Lies, manipulations, hatred should not resume after Sandy

As disastrous as Hurricane Sandy is proving to be, she is drowning out at least some of the most vitriolic campaigning of the season. No doubt the barrage will resume after Sandy weakens, but for now, at least, politicians have realized that fact-free bickering is not what residents of the Eastern Seaboard most want to hear. People who are worried that their neighborhoods or even their communities might be devastated, with destruction threatening schools, utilities, roads and bridges, as well as homes, don’t want to believe that the next president of the United States is evil incarnate.

Neither major-party candidate is, of course. They have different philosophies, different sets of influences and different goals — substantive differences upon which voters should base their decision — but despite the shrill tone of the propaganda distributed on their behalf, neither wants to drive the nation into bankruptcy or the middle class out of existence. When they’re not running for election, both of them are decent men.

Even before Sandy began swirling far out in the Atlantic, hardly anyone truly was listening to substance of the nastiness. Most voters, huge majorities in each party, had already made up their minds, and almost nothing anyone could possibly say would sway them.
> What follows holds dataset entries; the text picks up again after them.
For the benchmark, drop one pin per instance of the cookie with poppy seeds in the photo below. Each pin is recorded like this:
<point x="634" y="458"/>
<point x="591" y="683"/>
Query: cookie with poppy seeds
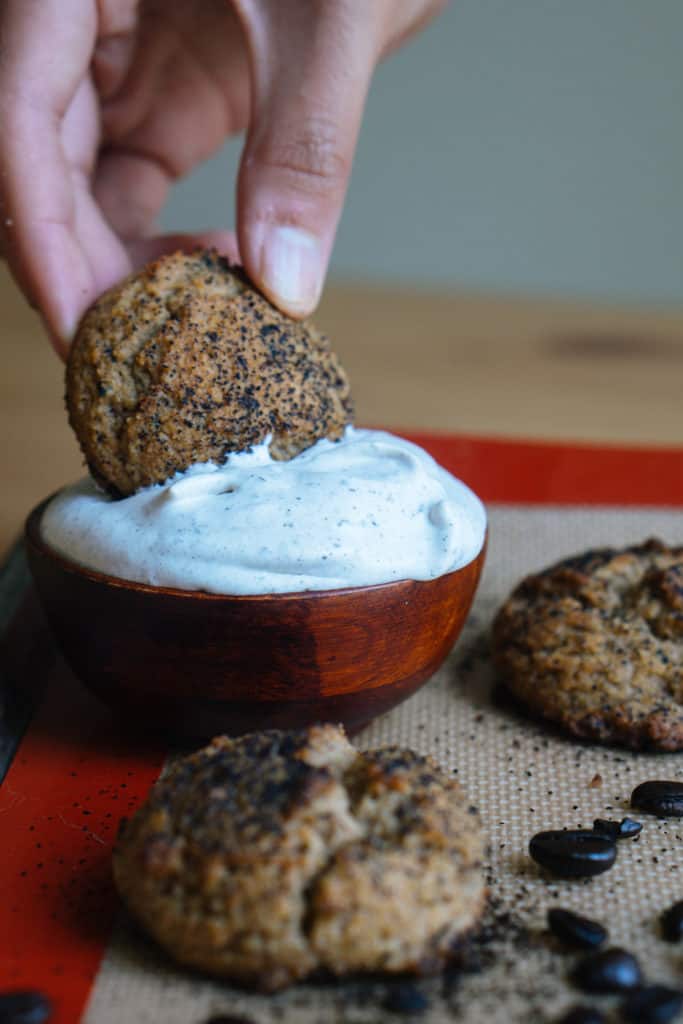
<point x="595" y="643"/>
<point x="271" y="856"/>
<point x="185" y="361"/>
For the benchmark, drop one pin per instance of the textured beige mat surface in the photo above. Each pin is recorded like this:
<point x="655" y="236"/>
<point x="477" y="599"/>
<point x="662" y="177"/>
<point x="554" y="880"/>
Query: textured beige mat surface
<point x="523" y="777"/>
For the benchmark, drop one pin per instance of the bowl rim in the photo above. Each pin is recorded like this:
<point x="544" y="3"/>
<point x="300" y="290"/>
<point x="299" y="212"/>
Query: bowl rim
<point x="34" y="538"/>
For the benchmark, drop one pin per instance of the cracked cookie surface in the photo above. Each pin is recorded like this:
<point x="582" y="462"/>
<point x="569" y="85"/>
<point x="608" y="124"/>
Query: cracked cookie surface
<point x="270" y="856"/>
<point x="186" y="361"/>
<point x="595" y="643"/>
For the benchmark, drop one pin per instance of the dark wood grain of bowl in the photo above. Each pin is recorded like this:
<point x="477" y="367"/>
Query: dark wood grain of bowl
<point x="200" y="664"/>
Some recognized the rhetoric for what it was — mostly nonsense, anchored only by tiny, well-spun grains of truth — and ignored it from the beginning. Many Americans are adept at separating fact from fiction and are not inclined to allow themselves to be manipulated

Others ate up what their own party was serving them, swallowing a lot of it whole, and expressed outrage at the lies being proffered by people trying to ruin this country, state, county, etc. For them, the negativity has been largely recreational.
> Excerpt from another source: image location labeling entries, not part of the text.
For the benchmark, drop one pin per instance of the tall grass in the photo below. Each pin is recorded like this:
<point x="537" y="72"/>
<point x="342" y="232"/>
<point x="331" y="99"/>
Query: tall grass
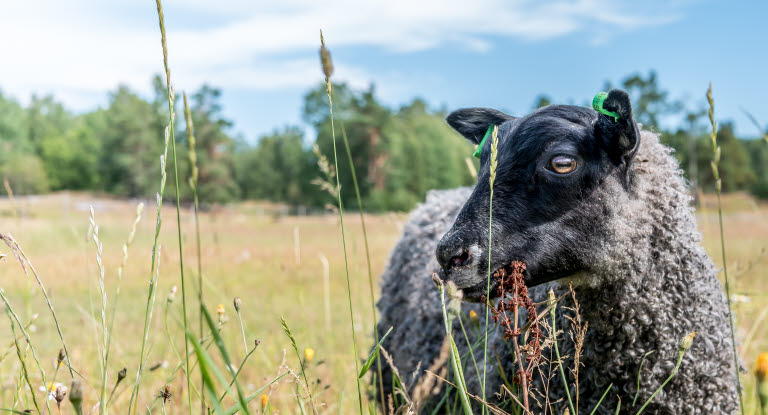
<point x="327" y="65"/>
<point x="492" y="167"/>
<point x="718" y="188"/>
<point x="158" y="224"/>
<point x="171" y="127"/>
<point x="103" y="292"/>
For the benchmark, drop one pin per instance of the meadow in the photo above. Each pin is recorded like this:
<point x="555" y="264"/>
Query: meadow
<point x="272" y="261"/>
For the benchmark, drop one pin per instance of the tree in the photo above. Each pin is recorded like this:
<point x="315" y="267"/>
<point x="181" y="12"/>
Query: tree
<point x="71" y="158"/>
<point x="279" y="168"/>
<point x="214" y="148"/>
<point x="649" y="101"/>
<point x="133" y="142"/>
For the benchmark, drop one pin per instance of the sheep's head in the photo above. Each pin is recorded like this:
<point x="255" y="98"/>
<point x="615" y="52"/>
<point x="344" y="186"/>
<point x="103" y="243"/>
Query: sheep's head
<point x="561" y="170"/>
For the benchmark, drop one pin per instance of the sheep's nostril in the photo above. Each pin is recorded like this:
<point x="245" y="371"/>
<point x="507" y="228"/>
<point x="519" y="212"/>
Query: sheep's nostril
<point x="461" y="260"/>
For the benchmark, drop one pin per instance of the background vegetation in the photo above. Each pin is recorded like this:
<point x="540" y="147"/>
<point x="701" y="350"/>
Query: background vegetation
<point x="399" y="153"/>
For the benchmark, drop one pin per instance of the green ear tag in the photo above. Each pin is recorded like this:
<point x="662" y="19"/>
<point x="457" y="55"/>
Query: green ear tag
<point x="479" y="149"/>
<point x="597" y="104"/>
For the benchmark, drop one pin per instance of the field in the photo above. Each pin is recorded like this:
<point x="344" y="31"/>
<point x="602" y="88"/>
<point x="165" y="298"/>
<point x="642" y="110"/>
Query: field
<point x="273" y="262"/>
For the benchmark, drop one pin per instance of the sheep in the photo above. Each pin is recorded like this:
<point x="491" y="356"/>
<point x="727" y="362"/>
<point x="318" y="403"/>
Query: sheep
<point x="588" y="199"/>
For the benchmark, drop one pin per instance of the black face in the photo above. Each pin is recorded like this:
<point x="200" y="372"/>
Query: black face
<point x="559" y="169"/>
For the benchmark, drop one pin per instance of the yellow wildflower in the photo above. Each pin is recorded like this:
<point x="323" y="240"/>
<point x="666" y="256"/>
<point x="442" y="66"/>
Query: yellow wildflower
<point x="761" y="367"/>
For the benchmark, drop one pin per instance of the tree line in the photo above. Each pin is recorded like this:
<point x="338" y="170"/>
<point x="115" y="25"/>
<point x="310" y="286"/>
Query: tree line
<point x="398" y="153"/>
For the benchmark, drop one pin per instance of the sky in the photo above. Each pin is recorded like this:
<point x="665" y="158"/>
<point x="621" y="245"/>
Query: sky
<point x="452" y="53"/>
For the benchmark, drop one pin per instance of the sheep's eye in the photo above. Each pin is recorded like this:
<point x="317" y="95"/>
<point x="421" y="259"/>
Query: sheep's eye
<point x="563" y="164"/>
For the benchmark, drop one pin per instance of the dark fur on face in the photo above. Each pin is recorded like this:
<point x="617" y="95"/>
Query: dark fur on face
<point x="541" y="215"/>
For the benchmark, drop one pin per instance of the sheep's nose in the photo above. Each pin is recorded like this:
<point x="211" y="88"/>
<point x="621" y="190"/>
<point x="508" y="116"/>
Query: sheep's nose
<point x="452" y="256"/>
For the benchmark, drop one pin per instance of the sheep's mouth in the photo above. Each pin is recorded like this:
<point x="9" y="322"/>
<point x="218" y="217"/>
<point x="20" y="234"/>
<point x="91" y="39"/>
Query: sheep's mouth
<point x="478" y="292"/>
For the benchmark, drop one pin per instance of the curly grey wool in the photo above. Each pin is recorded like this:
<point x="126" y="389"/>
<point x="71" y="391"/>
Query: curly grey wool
<point x="645" y="289"/>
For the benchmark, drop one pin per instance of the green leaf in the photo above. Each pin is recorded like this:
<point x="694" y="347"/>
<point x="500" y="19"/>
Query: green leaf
<point x="232" y="410"/>
<point x="220" y="344"/>
<point x="207" y="368"/>
<point x="373" y="355"/>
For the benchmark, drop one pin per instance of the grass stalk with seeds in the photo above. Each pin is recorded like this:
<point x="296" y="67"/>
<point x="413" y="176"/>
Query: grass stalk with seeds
<point x="103" y="292"/>
<point x="367" y="259"/>
<point x="25" y="263"/>
<point x="718" y="188"/>
<point x="461" y="384"/>
<point x="493" y="165"/>
<point x="327" y="66"/>
<point x="171" y="123"/>
<point x="155" y="246"/>
<point x="15" y="318"/>
<point x="553" y="316"/>
<point x="683" y="347"/>
<point x="123" y="263"/>
<point x="23" y="364"/>
<point x="298" y="355"/>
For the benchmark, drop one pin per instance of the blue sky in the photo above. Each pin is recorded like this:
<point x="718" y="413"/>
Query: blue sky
<point x="493" y="53"/>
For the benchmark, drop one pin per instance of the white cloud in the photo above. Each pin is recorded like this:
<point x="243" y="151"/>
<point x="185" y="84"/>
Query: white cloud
<point x="79" y="49"/>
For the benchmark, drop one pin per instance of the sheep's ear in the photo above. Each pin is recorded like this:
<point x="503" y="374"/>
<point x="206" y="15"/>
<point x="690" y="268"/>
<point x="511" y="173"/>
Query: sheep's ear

But did many people change their minds and vote differently than they had planned to vote in mid-summer? Very, very few.

Hurricane Sandy gives presidential candidates an opportunity to behave presidentially. They can express concern for those affected by the storm. They can acknowledge that some circumstances are beyond the ability of individuals to mitigate. They can discuss the appropriate role of government in disaster recovery. They should not, under any circumstances, pose for photo ops while filling sandbags and boarding up windows.

And when Sandy spins down into silence, they can decline to rejoin the frenzy, and discourage their supporters from whipping it back up as well.
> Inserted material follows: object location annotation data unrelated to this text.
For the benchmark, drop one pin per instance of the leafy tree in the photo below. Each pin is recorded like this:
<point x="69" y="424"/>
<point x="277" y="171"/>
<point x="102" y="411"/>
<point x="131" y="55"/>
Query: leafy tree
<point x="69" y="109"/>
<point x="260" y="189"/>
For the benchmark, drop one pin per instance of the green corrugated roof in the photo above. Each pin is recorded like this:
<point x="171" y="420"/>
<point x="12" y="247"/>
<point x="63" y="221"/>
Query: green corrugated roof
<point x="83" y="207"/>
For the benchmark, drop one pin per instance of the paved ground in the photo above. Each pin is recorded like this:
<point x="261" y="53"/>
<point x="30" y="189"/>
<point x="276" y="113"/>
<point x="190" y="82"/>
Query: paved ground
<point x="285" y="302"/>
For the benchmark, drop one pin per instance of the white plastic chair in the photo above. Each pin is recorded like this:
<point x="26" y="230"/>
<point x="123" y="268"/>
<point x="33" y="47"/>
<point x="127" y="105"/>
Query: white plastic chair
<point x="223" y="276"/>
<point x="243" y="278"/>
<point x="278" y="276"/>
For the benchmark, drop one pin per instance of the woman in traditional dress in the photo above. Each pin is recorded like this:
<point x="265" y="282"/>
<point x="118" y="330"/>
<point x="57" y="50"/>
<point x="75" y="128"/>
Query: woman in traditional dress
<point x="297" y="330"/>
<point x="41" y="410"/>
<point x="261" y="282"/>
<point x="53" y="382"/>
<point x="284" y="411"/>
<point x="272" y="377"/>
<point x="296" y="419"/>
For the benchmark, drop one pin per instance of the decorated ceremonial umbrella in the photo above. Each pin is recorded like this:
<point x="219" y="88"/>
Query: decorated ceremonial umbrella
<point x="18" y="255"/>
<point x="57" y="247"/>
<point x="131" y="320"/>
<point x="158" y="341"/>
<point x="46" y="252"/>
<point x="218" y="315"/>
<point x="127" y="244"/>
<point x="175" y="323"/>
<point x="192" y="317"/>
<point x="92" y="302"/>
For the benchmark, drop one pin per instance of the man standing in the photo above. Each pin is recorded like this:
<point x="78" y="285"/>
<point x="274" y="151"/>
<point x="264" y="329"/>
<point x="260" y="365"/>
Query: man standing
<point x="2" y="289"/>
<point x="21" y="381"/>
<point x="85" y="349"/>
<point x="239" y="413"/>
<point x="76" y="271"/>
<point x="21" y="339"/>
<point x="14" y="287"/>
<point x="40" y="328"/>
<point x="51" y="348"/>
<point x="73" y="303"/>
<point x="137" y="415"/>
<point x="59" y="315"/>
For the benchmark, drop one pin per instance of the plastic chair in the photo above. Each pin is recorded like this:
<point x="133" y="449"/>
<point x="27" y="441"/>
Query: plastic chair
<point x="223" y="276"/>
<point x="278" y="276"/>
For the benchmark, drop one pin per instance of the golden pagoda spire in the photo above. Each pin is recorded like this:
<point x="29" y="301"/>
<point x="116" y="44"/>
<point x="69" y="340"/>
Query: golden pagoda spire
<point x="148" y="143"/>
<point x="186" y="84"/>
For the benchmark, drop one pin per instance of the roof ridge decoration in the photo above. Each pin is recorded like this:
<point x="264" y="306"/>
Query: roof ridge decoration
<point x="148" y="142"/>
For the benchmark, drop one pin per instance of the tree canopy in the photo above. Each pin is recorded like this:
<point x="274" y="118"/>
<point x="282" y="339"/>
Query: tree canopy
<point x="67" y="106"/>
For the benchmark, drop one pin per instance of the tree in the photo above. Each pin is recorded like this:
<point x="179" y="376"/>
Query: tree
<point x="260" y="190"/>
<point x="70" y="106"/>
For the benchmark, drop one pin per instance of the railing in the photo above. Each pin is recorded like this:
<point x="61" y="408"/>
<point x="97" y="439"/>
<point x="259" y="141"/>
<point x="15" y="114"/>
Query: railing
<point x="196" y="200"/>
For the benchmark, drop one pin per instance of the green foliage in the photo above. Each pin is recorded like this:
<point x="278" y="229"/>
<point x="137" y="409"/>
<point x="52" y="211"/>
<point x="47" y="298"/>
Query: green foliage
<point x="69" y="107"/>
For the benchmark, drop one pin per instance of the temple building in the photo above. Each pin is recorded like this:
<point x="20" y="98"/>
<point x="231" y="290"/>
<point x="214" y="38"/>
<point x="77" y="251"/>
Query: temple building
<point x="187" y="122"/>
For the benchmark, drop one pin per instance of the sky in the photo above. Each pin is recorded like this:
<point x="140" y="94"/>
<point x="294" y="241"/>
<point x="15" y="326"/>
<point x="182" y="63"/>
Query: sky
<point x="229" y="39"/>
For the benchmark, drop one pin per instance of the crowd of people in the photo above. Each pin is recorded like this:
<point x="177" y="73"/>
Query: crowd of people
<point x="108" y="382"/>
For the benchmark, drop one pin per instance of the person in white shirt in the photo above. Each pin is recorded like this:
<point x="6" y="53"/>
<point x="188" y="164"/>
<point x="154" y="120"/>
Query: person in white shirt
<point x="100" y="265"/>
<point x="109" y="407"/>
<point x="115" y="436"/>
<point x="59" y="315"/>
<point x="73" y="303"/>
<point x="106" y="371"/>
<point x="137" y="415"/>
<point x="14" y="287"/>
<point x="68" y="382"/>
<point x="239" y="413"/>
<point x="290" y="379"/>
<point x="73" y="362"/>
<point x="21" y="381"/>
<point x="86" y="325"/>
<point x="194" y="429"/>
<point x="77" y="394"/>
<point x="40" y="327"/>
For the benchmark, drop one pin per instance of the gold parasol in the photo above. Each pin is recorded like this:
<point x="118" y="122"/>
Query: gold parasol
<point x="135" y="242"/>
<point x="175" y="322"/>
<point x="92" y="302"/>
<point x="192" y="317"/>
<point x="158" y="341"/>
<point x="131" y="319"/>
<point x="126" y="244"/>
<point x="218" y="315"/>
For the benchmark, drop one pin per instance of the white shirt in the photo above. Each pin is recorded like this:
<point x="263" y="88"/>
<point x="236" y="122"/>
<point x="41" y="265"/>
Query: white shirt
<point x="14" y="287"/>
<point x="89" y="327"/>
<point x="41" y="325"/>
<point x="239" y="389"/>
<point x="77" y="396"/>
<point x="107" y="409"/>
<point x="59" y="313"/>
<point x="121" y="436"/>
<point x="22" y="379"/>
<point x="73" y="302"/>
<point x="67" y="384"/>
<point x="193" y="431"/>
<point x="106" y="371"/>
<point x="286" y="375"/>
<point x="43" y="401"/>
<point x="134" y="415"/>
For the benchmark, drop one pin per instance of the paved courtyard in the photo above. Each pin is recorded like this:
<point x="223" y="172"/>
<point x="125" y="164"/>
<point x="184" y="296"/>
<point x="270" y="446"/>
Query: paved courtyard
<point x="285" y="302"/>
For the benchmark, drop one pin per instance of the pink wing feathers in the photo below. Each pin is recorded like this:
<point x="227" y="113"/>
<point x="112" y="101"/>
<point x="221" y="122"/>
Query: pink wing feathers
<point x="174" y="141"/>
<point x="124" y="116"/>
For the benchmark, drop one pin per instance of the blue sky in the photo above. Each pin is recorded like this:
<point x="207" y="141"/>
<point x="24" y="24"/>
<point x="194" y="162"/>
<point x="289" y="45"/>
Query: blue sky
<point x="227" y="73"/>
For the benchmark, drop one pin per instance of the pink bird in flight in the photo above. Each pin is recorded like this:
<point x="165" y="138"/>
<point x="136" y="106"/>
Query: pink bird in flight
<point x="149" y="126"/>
Manipulation, intimidation, obfuscation and downright lies should have no place in American politics. We are better than that. Elections should be won on principles, not purchased with Super PAC dollars.

Politicians and political machines have demonstrated no interest in changing the tone of this election. Voters could. They behave civilly in personal conversations, in letters to the editor, and at the polls. They can vote carefully and sensibly and not allow themselves to be swayed by scare tactics.

The United States of America is better than this. Voters are smarter than this. Politicians have more to offer than this.

Now, in the face of a hurricane, would be a good time to clean up our political act.